Remarkably, the prestigious journal Science was not able to detect the data faking before and after publication of the articles. It is understandable considering that peer reviewers typically examine the presented analysis of the data but do not receive nor examine the actual data itself. Even more surprisingly, most of the 26 co-authors of the June 2005 article were unaware of the data fabrication. It was revealed only through an inside whistleblower who was the second author of the earlier article, and through a team of investigative journalists.
This incident makes us aware of the weakness and vulnerability of the review system of academic journals. Indeed, there have been many fraud cases in the history of scientific research, and Dr. Hwang has just added one more such case. Although outright faking may not be very common, errors in data and data analysis might be much more common than most people assume them to be.

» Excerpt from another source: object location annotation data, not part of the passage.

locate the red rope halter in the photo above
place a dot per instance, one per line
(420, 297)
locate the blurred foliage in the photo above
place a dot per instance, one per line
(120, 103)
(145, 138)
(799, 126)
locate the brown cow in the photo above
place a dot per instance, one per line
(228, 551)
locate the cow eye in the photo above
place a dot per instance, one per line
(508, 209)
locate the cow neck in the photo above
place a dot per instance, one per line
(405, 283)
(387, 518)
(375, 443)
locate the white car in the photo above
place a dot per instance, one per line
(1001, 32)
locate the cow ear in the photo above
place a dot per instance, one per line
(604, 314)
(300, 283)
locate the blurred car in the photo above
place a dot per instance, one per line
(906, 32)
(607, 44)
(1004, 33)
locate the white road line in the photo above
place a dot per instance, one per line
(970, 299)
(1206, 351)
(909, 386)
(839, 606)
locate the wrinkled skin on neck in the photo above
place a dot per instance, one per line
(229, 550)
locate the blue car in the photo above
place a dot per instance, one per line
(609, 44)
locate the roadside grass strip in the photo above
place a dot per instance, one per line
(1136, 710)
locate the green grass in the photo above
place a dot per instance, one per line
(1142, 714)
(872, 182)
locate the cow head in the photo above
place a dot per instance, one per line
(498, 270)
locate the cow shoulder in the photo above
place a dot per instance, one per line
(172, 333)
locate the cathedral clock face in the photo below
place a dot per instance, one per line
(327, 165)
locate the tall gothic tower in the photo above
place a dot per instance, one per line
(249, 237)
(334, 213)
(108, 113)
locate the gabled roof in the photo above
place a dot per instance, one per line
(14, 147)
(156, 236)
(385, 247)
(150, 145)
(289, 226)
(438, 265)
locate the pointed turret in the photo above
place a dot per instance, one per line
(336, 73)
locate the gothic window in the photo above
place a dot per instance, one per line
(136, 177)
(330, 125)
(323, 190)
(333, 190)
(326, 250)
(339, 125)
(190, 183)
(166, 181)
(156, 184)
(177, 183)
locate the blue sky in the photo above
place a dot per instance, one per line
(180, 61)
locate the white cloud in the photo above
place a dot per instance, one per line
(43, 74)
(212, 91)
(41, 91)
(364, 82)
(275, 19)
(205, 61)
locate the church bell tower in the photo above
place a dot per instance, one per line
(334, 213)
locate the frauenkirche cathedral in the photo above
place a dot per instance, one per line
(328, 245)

I was struck by numerous errors that were found by students of Gov 2001 who replicated the analysis of an article published in a prominent social science journal. Many of the errors are probably benign and not critical to their key findings, but some errors may be critical and even deliberate. It can be tempting to distort the data or results of data analysis when a researcher has spent much time and energy to find evidence to support his or her hypothesis and the results are close but fall short of significance.
In his entry entitled Citing and Finding Data, Gary King discussed the [in]ability to reliably cite, access, and find quantitative data, all of which remain in an entirely primitive state of affairs. Sebastian Bauhoff also stressed the need for making data available in his entry Data Availability. I cannot agree with them more. If journals require authors to submit data as well as manuscript of their paper and publish data that were used for articles as an on-line appendix, it will certainly reduce the errors in data and data analysis as well as spur further research. This should be applied to qualitative data (such as interview transcripts) as well as quantitative data.